Firstly, this study provides valuable resources by offering DDA quantitative data for the same sample across four different specifications of mass spectrometers from three different brands, which is crucial for data alignment between different instruments. Secondly, the spectral library serves as a key resource for proteomics research in thyroid diseases, enhancing the specificity of mass spectrometry spectrum searches. Users can directly select the appropriate spectral library based on their instrument.

To further enhance the accuracy of library searches and peptide specificity, users can consider the following guidelines. In constructing the spectral library, we carefully evaluated various classification methods, including sample type (e.g., bulk tissue or cell line), specific pathological tissue type (e.g., MTC, FTC, PTC, PDTC, ATC, FA, MNG, N, LN), and the types of instruments (e.g. ZenoTOF 7600, Q Exactive HF, Orbitrap Exploris 480, and timsTOF Pro) used. These factors were integrated into our pooling and fractionation strategy. We recommend that users select specific data subsets according to their research needs and utilize the latest version of software available to construct a more targeted spectral library. By doing so, higher accuracy and specificity can be achieved in proteomics analysis.

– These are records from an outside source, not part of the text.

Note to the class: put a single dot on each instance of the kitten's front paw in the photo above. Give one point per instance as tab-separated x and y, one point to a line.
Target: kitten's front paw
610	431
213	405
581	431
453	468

Despite the contributions of our study, several limitations should be noted. We used only one enzyme digestion method, which might have limited protein coverage and detection comprehensiveness. Additionally, pooling cell lines without considering tissue type may have affected the study’s relevance to specific tissue-related characteristics or responses. Furthermore, using high-pH HPLC as the only fractionation technique may have restricted peptide coverage.